Wisconsin unions celebrated the ruling although it is unclear how it will affect current public contracts. Walker’s administration has filed an appeal and is hoping to keep the law in effect for the time-being.
Dane County Circuit Judge, Juan Colas ruled that the law violates both the state and U.S. Constitution. Wisconsin Department of Justice spokeswoman Dana Brueck had the opposite to say, stating that the DOJ believes the law is constitutional. The law, which was passed in March 2011, allowed for collective bargaining on wage increases no greater than the rate of inflation. However, workplace safety, vacation, health benefits could no longer be bargained for.
The judge stated that sections of the law ‘single out and encumber the rights of those employees who choose union membership and representation solely because of that association and therefore infringe upon the rights of free speech and association guaranteed by both the Wisconsin and United States Constitutions.’
Local public workers affected by the law include teachers, city and county government employees, but excludes those who work for the state. The lawsuit was presented by a Madison teachers union and a Milwaukee public workers union.
The proposal was introduced in February 2011, six weeks after Walker took office. In June 2011, the state Supreme Court ruled that the law was constitutional after being blocked by a different Dane County judge.
Under the new law, public workers were required to pay more for their health insurance and pension benefits while eliminating heir ability to collectively bargain over those same issues. According to Walker, the changes were needed to save money at a time when Wisconsin faced a $3 billion budget downfall, but union workers were not convinced.
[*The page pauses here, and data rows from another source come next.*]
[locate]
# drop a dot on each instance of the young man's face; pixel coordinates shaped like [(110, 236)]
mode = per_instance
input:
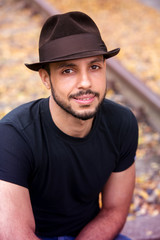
[(79, 86)]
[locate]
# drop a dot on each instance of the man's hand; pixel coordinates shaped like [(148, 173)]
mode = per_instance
[(116, 199), (16, 216)]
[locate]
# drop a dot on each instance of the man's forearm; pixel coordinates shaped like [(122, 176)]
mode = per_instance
[(105, 226), (17, 234)]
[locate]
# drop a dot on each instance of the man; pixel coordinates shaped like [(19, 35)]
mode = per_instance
[(58, 154)]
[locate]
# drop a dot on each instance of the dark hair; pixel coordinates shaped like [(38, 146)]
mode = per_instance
[(46, 67)]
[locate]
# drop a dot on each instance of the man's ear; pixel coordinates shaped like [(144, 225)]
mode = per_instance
[(45, 78)]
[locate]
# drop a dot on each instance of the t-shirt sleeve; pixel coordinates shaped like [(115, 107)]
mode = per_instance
[(15, 156), (128, 141)]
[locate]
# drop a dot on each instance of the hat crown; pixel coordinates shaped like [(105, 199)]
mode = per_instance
[(67, 24)]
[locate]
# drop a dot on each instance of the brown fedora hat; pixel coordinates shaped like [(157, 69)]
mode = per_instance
[(70, 36)]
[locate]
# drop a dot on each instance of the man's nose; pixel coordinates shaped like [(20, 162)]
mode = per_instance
[(84, 80)]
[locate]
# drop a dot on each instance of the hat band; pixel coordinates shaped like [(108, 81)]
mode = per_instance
[(71, 45)]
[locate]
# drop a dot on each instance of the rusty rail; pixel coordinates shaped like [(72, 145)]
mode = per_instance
[(131, 87)]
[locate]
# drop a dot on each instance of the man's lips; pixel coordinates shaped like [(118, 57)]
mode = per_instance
[(85, 99)]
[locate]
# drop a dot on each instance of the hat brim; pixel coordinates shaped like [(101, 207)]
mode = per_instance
[(38, 65)]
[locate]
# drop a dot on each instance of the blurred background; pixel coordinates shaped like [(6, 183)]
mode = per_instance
[(134, 26)]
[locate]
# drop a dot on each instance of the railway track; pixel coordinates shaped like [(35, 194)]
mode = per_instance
[(134, 90)]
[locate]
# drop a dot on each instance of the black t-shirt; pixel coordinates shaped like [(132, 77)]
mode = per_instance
[(64, 174)]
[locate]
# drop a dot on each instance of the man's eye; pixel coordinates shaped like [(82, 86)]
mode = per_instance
[(67, 71), (94, 67)]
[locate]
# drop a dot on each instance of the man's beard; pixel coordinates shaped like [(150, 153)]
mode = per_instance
[(67, 108)]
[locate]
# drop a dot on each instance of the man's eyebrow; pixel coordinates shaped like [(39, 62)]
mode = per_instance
[(65, 64), (98, 59)]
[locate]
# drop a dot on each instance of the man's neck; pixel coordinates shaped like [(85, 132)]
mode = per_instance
[(67, 123)]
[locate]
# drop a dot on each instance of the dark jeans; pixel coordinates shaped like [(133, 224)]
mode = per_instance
[(119, 237)]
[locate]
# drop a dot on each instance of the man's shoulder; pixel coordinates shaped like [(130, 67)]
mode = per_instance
[(24, 114)]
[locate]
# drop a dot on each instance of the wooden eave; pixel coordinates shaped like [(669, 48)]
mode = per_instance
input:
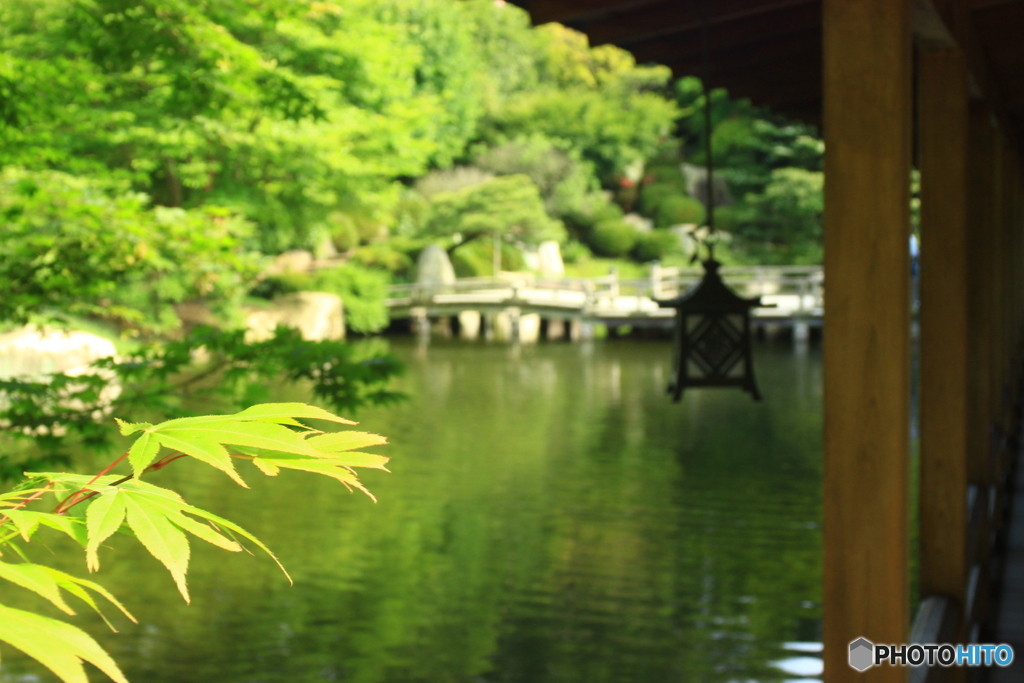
[(770, 50)]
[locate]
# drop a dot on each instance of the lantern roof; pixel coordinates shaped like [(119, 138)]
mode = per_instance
[(711, 295)]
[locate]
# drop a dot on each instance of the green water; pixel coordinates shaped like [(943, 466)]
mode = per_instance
[(550, 517)]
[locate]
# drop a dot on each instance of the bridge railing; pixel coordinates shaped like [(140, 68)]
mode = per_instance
[(801, 288)]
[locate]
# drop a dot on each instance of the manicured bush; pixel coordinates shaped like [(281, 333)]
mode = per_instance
[(655, 245), (679, 210), (363, 292), (344, 233), (385, 256), (653, 195), (573, 252), (612, 238)]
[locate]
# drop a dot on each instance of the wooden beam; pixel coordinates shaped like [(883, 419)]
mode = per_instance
[(980, 179), (724, 37), (797, 45), (674, 17), (568, 11), (867, 133), (942, 144)]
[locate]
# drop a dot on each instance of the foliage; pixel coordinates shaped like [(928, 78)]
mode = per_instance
[(564, 182), (610, 129), (782, 224), (85, 247), (384, 256), (363, 291), (269, 436), (612, 238), (655, 245), (506, 206), (62, 410), (283, 113), (452, 180), (678, 210)]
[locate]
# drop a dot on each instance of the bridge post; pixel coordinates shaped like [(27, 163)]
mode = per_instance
[(421, 324), (556, 329), (655, 280), (469, 325)]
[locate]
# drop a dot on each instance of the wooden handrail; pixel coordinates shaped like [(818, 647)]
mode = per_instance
[(937, 621)]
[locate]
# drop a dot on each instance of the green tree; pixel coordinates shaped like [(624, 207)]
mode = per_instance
[(508, 207), (90, 509), (782, 224)]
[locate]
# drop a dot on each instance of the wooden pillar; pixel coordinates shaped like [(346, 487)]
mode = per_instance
[(980, 179), (867, 129), (942, 143)]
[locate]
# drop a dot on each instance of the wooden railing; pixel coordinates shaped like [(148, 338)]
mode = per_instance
[(801, 287)]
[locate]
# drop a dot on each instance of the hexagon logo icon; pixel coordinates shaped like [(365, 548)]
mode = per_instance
[(861, 654)]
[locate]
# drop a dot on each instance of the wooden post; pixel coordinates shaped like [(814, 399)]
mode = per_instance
[(942, 144), (867, 131), (980, 178)]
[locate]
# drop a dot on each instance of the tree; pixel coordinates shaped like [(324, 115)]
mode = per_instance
[(507, 206), (90, 509), (782, 224)]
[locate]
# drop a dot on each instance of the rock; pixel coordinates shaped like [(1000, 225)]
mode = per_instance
[(196, 312), (469, 325), (529, 328), (34, 352), (550, 259), (530, 257), (317, 316), (297, 260), (434, 267), (639, 222)]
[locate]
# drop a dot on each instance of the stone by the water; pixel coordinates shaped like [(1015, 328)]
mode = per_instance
[(550, 259), (36, 352), (434, 267)]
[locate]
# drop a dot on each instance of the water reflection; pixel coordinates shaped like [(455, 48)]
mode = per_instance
[(551, 517)]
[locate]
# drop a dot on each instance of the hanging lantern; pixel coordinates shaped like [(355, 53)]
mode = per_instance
[(712, 343)]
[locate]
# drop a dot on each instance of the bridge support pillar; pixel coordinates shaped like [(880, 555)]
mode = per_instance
[(502, 327), (556, 329), (469, 325), (441, 327), (529, 329), (421, 324), (801, 332)]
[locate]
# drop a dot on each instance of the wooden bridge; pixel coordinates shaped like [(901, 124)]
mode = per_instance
[(793, 296)]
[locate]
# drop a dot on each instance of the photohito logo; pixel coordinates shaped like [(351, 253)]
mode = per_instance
[(864, 654)]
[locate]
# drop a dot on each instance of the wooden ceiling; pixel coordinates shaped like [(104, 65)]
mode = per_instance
[(770, 50)]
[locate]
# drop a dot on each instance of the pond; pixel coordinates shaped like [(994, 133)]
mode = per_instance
[(550, 516)]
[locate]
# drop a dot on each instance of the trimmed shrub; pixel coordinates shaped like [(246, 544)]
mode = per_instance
[(679, 210), (573, 252), (653, 195), (363, 292), (655, 245), (385, 257), (612, 238), (344, 233)]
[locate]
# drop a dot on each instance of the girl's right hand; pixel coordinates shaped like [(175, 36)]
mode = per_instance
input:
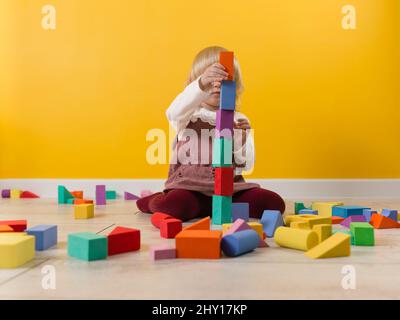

An effort to recall Walker from office followed and resulted in more than 930,000 signatured collected and ultimately a June recall election. To the unions’ discontent, Walker won and became the first governor in US history to survive a recall.
A group of unions filed a federal lawsuit in Madison in June 2011 and stated that the law violated the U.S. Constitution’s equal protection clause because it exempted firefighters and police officers. This resulted in law being upheld in March, but rulings are under appeal. A second lawsuit followed in July 2011. The case is pending.